Du Bois Center to celebrate Juneteenth in Great Barrington
GREAT BARRINGTON — On June 19 in 1865, cries of freedom and liberty flooded the streets of Galveston, Texas, as residents finally learned the civil war was over and slavery had been abolished. Though the Emancipation Proclamation became effective in 1963, it wasn’t until the surrender of Confederate General Robert E. Lee in 1865 that the new executive order was finally enforced. Since then, June 19, known as Juneteenth, has become nationally recognized as the end of slavery.
And on that day, people of all races and nationalities come together to celebrate and commemorate those who pioneered the path to freedom.
This Saturday, The W.E.B. Du Bois Center in Great Barrington will host an outdoor Juneteenth celebration to kick off the Lift Ev’ry Voice Festival, a month-long annual celebration of African-American heritage in the Berkshires.
DuBois was a prominent figure in the Civil Rights movement, an activist, writer and scholar, and one of the founders of the NAACP. He was born in Great Barrington.
Beside the Mahaiwe Cemetery, where Du Bois buried his first wife and their infant son, the Du Bois Center “provides a gateway into W. B. Du Bois’ life,” explains Randy Weinstein, executive director of the Du Bois Center.
This year is the 50th anniversary of Du Bois’ death and the 150th anniversary of the Emancipation Proclamation. At the Juneteenth celebration, nationally acclaimed historians and performers will honor those who fought for emancipationand Civil Rights, said Weinstein, “from a black private who was enlisted in the 54th Regiment Infantry to the General and Chief of the Union Army, Ulysses S. Grant.”

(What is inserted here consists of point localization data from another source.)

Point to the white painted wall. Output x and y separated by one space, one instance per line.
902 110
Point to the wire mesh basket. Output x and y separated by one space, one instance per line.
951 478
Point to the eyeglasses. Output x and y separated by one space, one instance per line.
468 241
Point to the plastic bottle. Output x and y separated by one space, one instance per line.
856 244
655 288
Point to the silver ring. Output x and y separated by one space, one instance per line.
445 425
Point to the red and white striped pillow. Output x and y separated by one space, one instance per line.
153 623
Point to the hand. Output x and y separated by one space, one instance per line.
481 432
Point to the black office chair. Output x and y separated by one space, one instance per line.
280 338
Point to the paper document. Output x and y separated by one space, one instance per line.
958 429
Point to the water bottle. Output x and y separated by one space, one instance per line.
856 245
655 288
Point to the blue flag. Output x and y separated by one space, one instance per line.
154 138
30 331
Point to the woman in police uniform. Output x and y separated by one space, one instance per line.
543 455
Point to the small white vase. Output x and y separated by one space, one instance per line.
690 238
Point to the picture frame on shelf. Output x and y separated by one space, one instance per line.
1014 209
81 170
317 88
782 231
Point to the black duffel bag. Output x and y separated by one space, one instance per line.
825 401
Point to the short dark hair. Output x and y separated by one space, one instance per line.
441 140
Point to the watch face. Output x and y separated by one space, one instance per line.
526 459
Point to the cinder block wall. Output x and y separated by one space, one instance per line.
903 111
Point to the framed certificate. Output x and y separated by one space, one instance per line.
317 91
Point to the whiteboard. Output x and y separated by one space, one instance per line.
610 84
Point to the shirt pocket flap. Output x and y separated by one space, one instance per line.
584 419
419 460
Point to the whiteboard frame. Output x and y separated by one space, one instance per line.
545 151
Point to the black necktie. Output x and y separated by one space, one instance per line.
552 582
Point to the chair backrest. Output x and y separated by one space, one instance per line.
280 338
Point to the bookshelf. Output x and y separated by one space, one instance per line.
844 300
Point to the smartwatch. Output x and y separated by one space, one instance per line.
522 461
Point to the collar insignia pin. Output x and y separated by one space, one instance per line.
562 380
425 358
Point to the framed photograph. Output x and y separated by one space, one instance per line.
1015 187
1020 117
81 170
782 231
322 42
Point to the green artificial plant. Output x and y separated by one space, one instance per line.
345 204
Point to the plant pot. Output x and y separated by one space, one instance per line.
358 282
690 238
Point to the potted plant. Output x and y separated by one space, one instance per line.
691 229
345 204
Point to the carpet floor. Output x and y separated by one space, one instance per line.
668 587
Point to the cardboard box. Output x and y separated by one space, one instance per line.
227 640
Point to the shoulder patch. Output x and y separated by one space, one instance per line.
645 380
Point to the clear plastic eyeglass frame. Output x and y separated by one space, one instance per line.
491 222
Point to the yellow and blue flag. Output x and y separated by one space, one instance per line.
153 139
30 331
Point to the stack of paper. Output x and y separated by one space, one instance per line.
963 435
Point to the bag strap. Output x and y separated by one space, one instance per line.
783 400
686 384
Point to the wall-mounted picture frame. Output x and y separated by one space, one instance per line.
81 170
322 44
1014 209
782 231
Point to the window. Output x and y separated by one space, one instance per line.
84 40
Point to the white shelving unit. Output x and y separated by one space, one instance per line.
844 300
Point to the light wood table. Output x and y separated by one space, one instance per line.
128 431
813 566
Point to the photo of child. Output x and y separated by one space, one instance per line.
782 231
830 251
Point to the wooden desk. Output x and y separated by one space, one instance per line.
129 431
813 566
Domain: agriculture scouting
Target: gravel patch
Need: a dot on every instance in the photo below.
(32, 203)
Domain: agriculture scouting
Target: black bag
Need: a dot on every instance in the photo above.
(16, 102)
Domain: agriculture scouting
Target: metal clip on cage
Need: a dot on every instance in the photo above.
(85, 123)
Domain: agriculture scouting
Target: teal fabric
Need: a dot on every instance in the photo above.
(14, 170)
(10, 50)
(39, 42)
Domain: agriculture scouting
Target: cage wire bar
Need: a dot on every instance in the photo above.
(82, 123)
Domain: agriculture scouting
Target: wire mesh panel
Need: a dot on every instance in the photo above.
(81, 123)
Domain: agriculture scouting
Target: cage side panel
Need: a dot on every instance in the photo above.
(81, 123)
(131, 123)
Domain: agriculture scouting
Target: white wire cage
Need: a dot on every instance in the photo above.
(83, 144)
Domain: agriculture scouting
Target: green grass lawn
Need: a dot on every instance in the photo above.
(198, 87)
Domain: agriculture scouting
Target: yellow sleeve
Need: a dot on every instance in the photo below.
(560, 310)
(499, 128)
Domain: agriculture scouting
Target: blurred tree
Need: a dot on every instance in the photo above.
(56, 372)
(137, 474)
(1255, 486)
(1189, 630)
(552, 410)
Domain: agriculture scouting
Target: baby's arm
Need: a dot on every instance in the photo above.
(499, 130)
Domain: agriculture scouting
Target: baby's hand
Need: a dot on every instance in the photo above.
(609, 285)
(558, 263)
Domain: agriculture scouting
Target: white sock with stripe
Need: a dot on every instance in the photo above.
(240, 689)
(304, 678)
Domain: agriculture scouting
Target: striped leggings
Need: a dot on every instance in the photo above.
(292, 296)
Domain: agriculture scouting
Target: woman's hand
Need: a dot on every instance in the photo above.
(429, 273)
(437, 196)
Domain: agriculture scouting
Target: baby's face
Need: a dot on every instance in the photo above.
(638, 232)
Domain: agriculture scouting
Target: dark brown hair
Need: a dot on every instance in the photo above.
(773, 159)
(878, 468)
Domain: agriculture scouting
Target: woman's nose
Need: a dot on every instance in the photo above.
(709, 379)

Historians Clifford Oliver and David Levinson will discuss Frederick Douglass and the 54th Massachusetts — one of the African-American military units in the Civil War — and the internationally recognized band Magpie will revive the music of the war years.
“Magpie is a wonderful music group that has done tremendous work around civil war music,” said Scott Christianson, author, activist and co-host of the Juneteenth celebration.

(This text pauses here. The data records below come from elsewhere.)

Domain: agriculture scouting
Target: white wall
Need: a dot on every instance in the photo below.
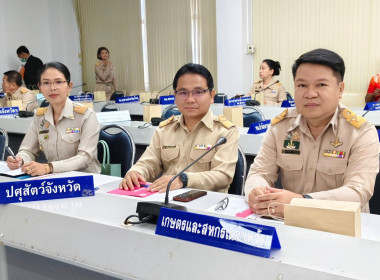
(234, 32)
(48, 28)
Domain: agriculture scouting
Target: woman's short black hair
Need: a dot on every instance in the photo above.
(322, 57)
(273, 65)
(100, 50)
(193, 68)
(56, 65)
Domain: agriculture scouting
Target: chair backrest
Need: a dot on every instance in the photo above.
(251, 115)
(3, 143)
(170, 111)
(220, 97)
(106, 108)
(121, 145)
(374, 202)
(237, 185)
(116, 95)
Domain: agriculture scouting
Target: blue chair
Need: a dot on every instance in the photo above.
(170, 111)
(3, 143)
(251, 115)
(106, 107)
(237, 185)
(220, 97)
(121, 145)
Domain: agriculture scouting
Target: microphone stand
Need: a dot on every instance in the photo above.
(152, 208)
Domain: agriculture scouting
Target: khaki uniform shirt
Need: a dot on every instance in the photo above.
(341, 164)
(71, 145)
(173, 147)
(105, 78)
(273, 95)
(23, 94)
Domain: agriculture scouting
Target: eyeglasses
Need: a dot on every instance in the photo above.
(57, 84)
(197, 93)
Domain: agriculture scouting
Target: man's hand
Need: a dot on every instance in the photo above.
(161, 183)
(278, 197)
(131, 179)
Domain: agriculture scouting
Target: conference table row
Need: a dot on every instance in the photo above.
(83, 238)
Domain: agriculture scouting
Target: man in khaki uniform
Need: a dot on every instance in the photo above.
(272, 95)
(71, 145)
(180, 140)
(13, 90)
(321, 149)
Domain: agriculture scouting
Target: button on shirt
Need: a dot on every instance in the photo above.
(341, 164)
(173, 147)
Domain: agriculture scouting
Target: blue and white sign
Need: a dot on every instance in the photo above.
(82, 98)
(259, 127)
(128, 99)
(288, 103)
(9, 111)
(21, 191)
(167, 99)
(236, 101)
(374, 106)
(223, 233)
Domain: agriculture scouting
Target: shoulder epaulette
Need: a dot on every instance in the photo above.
(222, 119)
(41, 111)
(353, 118)
(165, 122)
(279, 118)
(80, 109)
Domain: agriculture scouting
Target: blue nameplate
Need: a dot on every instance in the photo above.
(223, 233)
(372, 104)
(237, 101)
(82, 98)
(259, 127)
(128, 99)
(46, 189)
(288, 103)
(168, 99)
(9, 111)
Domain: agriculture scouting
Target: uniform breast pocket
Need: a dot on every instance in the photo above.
(291, 166)
(70, 143)
(330, 172)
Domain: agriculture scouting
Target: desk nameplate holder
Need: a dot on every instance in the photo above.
(46, 189)
(237, 101)
(223, 233)
(128, 99)
(288, 104)
(369, 105)
(259, 127)
(167, 100)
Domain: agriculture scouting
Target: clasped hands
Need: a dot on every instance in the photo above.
(133, 178)
(261, 197)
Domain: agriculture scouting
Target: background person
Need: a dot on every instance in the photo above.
(67, 133)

Greg Artzner and Terry Leonino of Magpie have been playing together for 40 years and married for 31. They have produced musical programs for the Smithsonian Institution and other museums and schools. With guitar, mandolin, dulcimer and harmonica, their music will invoke the force and loss of the 1860s and the 1960s and tell the stories of legendary freedom-seekers like John Brown and Harriet Tubman.

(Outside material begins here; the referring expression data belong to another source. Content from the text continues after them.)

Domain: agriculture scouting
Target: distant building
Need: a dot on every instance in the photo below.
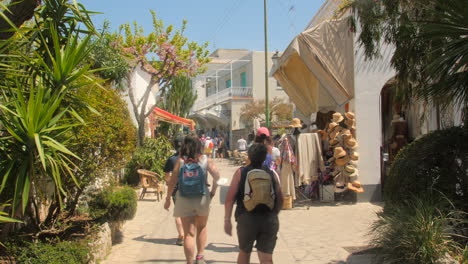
(234, 78)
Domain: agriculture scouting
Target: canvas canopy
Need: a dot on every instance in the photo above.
(317, 68)
(165, 116)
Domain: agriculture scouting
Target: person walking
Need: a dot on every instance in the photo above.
(241, 144)
(256, 208)
(168, 168)
(193, 196)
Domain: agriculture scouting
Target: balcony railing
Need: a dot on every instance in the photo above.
(222, 96)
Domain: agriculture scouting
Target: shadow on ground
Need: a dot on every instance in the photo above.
(222, 247)
(163, 241)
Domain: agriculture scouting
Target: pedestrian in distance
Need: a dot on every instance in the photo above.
(257, 194)
(168, 168)
(193, 196)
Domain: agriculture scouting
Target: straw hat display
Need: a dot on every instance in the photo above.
(296, 122)
(337, 117)
(344, 161)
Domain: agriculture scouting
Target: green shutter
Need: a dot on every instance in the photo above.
(243, 79)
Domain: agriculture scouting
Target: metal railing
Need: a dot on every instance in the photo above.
(222, 96)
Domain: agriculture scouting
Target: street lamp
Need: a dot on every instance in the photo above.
(267, 107)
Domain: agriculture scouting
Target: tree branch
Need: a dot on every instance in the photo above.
(18, 12)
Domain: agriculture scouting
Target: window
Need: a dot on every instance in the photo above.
(243, 79)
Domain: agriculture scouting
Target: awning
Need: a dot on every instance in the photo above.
(317, 68)
(165, 116)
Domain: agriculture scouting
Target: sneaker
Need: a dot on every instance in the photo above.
(200, 260)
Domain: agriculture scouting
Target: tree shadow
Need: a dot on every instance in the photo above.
(162, 241)
(222, 247)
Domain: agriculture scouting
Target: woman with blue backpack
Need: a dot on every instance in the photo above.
(193, 196)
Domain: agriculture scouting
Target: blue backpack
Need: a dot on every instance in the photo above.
(192, 180)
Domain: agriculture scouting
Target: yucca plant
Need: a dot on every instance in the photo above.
(420, 231)
(39, 71)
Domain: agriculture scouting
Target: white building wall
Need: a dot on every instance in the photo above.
(140, 80)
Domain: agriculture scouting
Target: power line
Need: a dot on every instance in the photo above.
(229, 12)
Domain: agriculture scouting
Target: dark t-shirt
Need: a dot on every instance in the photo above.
(260, 209)
(169, 167)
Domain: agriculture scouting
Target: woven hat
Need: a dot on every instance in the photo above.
(331, 127)
(354, 188)
(350, 169)
(354, 155)
(337, 117)
(349, 115)
(339, 152)
(334, 142)
(351, 124)
(350, 143)
(296, 122)
(263, 130)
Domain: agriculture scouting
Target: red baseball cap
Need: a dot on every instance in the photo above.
(263, 130)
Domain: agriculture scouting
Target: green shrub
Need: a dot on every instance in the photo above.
(114, 204)
(419, 231)
(438, 160)
(151, 156)
(57, 252)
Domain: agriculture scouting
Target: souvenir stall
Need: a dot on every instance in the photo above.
(341, 172)
(160, 115)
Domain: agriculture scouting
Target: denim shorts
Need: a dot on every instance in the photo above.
(261, 228)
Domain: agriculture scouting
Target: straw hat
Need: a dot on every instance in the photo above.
(350, 143)
(296, 122)
(351, 124)
(350, 169)
(354, 155)
(356, 184)
(339, 152)
(334, 142)
(331, 127)
(337, 117)
(349, 115)
(354, 188)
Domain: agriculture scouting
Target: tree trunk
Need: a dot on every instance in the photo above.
(19, 12)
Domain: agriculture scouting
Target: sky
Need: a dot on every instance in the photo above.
(229, 24)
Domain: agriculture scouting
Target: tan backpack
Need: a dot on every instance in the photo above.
(259, 189)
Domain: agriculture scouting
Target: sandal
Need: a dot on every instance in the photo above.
(200, 260)
(180, 241)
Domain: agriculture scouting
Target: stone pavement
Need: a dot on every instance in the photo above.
(313, 233)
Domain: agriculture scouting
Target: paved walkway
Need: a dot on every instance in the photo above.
(319, 234)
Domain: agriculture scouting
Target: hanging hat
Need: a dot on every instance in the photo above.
(349, 115)
(356, 184)
(341, 161)
(337, 117)
(263, 130)
(296, 122)
(350, 169)
(354, 188)
(345, 132)
(331, 127)
(339, 152)
(354, 155)
(350, 143)
(351, 124)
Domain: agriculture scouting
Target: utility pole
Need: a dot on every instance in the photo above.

“We try to tell the story as they might have said it,” said Artzner. “We’re known as musical historians.”
Through classic folk rhythms and original lyrics, they make their music a forum to talk about social justice, environmental issues and historical events.
“All war is devastating,” said Leonino, “and a lot of our music really sets the stage for people to understand how it was during that time.
Christianson, long-time journalist and author of “Freeing Charles: The Struggle to Free a Slave on the eve of the Civil War,” also works with social justice issues involving the history of slavery and the presence of slavery in today’s culture. At the event, he plans to discuss his research on slavery as well as other variations of imprisonment.
“For many people, Juneteenth symbolizes the centuries-long struggle to end slavery in America,” he said, “but it is also a time to realize that slavery still exists in the world in a number of forms.”
The exploitation of migrant workers, sex trafficking and penal labor, all forms of slavery, are still alive, he said.
Juneteenth performances will include a dance performance by Pittsfield’s Youth Step Alive Team and poetry readings, and guests will get a glimpse of artifacts from the 1860s, including an original sketch of Robert E. Lee surrendering to Ulysses S. Grant at the Appomattox Courthouse in 1865.
They can also meet history in person. Re-enactors will bring historical figures to life. Historian Steve Trimm will appear as Ulysses S. Grant.
Trimm is a tour guide at the New York historic sight Grant Cottage, which marks the place of Grant’s death in 1885. He knew very little about the former President when he first joined the Grant Cottage, he explained, and in six years of researching Grant he has uncovered some unexpected depths in Grant’s character.
“I was stunned to discover that as President, [Grant] wasn’t nearly as bad as I was lead to believe,” said Trimm.
He will reflect on Grant’s unconventional perspective.
Grant, the son of an abolitionist, married into a slave-holding family. But over the years, Trimm explained, Grant “evolved both ethically and morally.”
Grant announced the ratification of the 15th Amendment, guaranteeing the right to vote to all races, and therefore to black men, and he signed enforcement acts to protect black voting rights.
“In fact, he was a real champion of Civil Rights,” Trimm said.
And Grant signed the Civil Rights Act of 1875, which guaranteed equal treatment in public accommodations — including schools and stores — and in public transportation.
When Rosa Parks kept her seat on the bus, and the NAACP supported sit-ins at drug stores and lunch counters across the South, they were fighting for the rights Grant had fought for, and signed into law, nearly a century before.